5. The method of claim 4, wherein adding the header comprises
adding an administrative data portion to the new audio file,
wherein the administrative data portion includes tags to specific
navigation points in the new audio file.
6. The method of claim 5, wherein the steps of accessing,
identifying, parsing, creating, adding, and saving are repeated
until each page of the digital talking book is converted from the
Daisy file format to a the new digital streaming media format.
7. The method of claim 6, wherein the new digital streaming media
format comprises MPEG, MP3, WAV, WMA, WMV, MC, Windows Media, MC,
or Advanced Streaming Format.
8. The method of claim 7, wherein the administrative data portion
to the new audio file comprises information identifying a next data
file in a sequence of data files the make up the digital talking
book in the new audio format.
9. The method of claim 8, wherein the specific audio portion
corresponds to a line, a paragraph, a page, or a chapter of a
digital talking book.
10. A method for converting a Daisy format digital talking book
file into a digital streaming media file, comprising: accessing an
admin portion of a Daisy file; mapping specific portions of the
Daisy audio file for the digital talking book from the admin
portion of the Daisy file; extracting individual audio files
corresponding to specific portions of the digital talking book; and
saving the individual audio files in a digital streaming media
format.
11. The method of claim 10, wherein admin portion of the Daisy file
comprises a package file, a SMIL file, or an NCX file.
12. The method of claim 11, wherein mapping the specific portions
comprises mapping lines, paragraphs, pages, or chapters of the
digital talking book.
13. The method of claim 12, wherein the digital streaming media
format comprises MPEG, MP3, WAV, WMA, WMV, Windows Media, MC, or
Advanced Streaming Format.
14. Apparatus for converting a Daisy digital talking book file
comprising: a processor for accessing a Daisy digital talking book
file and converting the Daisy file into a new audio file.
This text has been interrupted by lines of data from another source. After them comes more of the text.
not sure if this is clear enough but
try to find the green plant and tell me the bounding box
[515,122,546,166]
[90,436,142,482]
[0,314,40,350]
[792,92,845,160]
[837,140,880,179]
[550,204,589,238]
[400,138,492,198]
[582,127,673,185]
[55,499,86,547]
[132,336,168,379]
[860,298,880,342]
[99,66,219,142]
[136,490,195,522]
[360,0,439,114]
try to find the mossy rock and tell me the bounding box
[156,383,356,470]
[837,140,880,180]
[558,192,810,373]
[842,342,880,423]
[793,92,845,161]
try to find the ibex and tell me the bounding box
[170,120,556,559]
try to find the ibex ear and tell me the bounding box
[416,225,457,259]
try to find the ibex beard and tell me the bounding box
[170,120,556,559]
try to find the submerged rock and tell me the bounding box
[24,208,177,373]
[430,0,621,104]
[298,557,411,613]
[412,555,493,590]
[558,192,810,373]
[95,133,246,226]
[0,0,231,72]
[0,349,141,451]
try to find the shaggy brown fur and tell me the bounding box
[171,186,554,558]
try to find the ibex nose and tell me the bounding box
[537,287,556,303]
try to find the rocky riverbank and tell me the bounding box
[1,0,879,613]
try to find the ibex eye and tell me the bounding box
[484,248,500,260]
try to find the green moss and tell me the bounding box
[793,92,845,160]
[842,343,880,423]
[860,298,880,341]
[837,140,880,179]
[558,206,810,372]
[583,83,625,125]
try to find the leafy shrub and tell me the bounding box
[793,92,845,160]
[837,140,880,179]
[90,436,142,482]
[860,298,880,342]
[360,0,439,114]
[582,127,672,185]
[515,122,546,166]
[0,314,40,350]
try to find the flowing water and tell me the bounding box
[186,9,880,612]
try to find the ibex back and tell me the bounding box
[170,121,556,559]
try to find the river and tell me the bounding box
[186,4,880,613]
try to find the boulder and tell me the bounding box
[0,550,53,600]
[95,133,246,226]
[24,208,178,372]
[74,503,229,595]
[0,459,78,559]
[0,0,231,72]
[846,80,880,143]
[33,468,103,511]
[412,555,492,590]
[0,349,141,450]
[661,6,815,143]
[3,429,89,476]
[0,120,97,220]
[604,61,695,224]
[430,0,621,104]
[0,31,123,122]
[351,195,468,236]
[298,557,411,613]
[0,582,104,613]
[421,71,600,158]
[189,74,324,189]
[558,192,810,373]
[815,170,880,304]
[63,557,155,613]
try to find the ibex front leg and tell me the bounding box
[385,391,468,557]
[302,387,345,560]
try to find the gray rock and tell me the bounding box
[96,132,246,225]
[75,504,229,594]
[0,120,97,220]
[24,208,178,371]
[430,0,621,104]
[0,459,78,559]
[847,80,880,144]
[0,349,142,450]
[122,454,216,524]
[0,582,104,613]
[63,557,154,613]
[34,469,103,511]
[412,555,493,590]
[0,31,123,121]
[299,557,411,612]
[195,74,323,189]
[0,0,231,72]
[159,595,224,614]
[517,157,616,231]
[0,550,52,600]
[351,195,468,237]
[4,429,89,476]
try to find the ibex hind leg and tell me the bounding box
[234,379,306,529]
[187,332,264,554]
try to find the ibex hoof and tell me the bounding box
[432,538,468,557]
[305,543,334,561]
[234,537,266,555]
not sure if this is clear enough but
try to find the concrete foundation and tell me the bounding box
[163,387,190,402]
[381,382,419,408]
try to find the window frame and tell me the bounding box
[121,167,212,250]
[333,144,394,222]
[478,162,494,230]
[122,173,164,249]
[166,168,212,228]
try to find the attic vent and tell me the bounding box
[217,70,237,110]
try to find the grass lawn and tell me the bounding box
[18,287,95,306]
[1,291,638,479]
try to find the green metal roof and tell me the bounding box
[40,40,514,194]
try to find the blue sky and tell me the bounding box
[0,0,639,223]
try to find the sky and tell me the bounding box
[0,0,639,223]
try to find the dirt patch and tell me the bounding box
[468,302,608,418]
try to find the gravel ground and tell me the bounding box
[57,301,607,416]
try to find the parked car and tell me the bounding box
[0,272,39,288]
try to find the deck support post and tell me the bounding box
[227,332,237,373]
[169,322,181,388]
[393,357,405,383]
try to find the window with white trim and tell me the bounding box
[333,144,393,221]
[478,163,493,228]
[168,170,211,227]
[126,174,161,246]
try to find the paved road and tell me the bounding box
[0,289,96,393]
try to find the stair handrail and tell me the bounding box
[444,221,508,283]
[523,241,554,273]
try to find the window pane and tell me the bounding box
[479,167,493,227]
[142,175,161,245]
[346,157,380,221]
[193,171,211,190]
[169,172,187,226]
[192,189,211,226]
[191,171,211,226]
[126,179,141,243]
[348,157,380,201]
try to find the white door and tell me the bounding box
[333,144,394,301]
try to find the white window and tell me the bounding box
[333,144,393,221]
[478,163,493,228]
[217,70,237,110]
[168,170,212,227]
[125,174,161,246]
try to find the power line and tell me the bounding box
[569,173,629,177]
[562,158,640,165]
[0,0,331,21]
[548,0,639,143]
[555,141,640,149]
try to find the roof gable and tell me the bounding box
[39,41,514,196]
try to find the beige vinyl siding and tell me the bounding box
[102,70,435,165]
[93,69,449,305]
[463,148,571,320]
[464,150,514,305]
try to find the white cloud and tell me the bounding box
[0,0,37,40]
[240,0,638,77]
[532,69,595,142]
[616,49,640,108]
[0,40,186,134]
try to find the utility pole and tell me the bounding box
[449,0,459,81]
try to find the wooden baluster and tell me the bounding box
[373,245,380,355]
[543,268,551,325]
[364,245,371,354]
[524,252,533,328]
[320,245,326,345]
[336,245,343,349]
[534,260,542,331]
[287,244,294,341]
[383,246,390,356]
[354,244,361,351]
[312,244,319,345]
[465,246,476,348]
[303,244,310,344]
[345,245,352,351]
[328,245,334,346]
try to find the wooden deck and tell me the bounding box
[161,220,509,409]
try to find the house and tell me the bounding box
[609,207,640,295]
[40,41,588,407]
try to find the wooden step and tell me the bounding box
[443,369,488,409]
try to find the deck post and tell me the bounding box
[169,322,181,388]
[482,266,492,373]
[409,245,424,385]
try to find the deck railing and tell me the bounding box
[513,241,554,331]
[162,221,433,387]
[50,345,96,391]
15. The apparatus of claim 14 wherein the processor further
comprises: means for accessing administrative information in a
Daisy file; means for identifying a start and end point for a
specific audio portion of the digital talking book; means for
parsing the specific audio portion from the Daisy file; means for
creating a new audio file using the parsed audio portion; means for
adding a header to the new audio file; and means for saving the new
audio file.
16. The apparatus of claim 14, wherein the administrative
information comprises a package file, a SMIL file, or an NCX file.
Description
BACKGROUND OF THE INVENTION
[0001] 1. Field of the Invention
[0002] Embodiments of the invention generally relate to a method
and apparatus for converting a data file representing a digital
talking book into another data file that is readable by a generic
digital media player.
[0003] 2. Description of the Related Art
[0004] Digital talking books have become very popular in the
market. These types of books are especially helpful for those who
are challenged in any way to physically read a book, such as blind
person or a person with a learning disability. One of the more
popular formats for digital talking books is the Daisy format, as
this format allows for excellent navigation throughout the book
during the playback process. For example, using the Daisy standard,
a user is able to navigate through a digital talking book on a
chapter basis, on a page basis, on a paragraph basis, or on a line
by line basis, which has been shown to be a very powerful tool in
the digital talking book market.
[0005] However, one challenge associated with the Daisy format
digital talking books is that books in the Daisy format require a
specialized Daisy-type player. The Daisy players are somewhat
expensive, and although they are available on the market, they are
not nearly as available as current digital streaming media players.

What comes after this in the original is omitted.